The marketing concept is a philosophy that all business activities should be geared toward satisfying customer wants and needs while achieving company goals. Commitments, which are statements, promises or policies, play a vital part in the marketing process. They imprint an identity on a company, defining what it can and cannot do. As companies grow, they may need to redefine their identities by implementing new commitments involving strategy, finance, personnel and operations. An ill-considered commitment during any of these stages can doom a business.

A thriving company requires committed customers, employees and investors. However, too many commitments can make a business rigid and slow to change direction. Commitments can also limit a company’s ability to pursue opportunities and prevent it from competing effectively. For example, a CEO’s promise to dominate a market might discourage other competitors from entering the same field. Likewise, a commitment to a particular manufacturing technology might preclude the use of other methods.

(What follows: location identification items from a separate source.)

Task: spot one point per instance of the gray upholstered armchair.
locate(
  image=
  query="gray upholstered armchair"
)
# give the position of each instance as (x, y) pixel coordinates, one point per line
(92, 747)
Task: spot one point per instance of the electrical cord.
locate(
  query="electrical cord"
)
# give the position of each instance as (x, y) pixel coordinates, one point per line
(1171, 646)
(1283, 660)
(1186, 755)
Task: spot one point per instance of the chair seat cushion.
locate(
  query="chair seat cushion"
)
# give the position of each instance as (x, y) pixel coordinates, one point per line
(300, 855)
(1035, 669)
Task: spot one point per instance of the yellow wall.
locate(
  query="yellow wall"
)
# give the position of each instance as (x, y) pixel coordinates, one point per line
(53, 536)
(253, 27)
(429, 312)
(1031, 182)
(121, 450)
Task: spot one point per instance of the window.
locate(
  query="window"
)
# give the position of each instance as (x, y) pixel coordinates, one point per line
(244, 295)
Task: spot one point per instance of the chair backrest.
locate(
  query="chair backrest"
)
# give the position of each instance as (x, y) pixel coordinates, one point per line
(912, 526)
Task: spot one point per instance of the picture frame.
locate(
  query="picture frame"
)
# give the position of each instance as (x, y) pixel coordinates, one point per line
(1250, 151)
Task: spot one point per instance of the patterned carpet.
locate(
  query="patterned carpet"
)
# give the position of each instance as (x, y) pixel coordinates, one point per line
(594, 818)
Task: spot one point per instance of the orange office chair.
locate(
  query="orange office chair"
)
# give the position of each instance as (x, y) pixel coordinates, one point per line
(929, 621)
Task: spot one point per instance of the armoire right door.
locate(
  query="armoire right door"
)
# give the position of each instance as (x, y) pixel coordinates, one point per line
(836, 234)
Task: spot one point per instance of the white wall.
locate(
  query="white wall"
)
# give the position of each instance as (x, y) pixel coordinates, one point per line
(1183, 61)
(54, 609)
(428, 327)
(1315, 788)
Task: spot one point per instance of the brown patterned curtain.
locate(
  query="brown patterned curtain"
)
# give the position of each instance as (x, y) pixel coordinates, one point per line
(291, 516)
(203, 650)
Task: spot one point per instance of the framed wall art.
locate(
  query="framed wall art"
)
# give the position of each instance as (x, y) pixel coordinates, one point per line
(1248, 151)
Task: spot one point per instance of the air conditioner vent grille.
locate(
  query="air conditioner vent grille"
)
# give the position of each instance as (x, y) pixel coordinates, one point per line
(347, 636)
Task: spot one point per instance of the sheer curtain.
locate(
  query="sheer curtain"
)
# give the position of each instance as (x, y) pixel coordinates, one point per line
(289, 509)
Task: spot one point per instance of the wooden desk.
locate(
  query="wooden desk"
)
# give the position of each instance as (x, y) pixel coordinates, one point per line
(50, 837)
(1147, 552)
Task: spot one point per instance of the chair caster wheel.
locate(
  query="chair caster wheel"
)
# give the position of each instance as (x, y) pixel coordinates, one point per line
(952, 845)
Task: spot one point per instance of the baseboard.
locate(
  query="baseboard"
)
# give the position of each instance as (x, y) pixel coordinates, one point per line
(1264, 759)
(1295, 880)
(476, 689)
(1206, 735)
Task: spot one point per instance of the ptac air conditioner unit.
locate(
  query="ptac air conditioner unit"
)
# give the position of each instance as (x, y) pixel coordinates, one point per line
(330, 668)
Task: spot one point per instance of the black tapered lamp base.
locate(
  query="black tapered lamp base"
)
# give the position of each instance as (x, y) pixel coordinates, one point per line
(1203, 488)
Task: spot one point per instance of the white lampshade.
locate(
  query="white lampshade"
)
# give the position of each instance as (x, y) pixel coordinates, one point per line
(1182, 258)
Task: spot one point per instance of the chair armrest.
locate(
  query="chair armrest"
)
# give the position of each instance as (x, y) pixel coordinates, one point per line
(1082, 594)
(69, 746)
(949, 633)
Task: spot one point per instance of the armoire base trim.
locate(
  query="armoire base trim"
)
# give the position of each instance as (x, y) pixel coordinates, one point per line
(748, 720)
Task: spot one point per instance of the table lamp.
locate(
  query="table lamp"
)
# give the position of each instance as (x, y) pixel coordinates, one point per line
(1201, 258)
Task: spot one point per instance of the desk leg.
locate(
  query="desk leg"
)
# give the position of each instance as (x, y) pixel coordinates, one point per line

In contrast, affective commitment evokes a sense of loyalty and brand advocacy. This type of commitment is important to build for small businesses that rely on repeat customers, such as restaurants and hotels. Affective commitment also helps companies develop strong referral networks and creates loyal advocates, which are a key source of new business.

Achieving a high level of affective commitment can be difficult, but there are several steps a company can take to boost customer satisfaction and create brand advocates. The first step is to define a unique value proposition that separates a product from its competitors. Then, the company must communicate its value proposition through all channels. Next, it must offer a consistent experience to customers, including training its employees and establishing a company culture that reinforces the value proposition.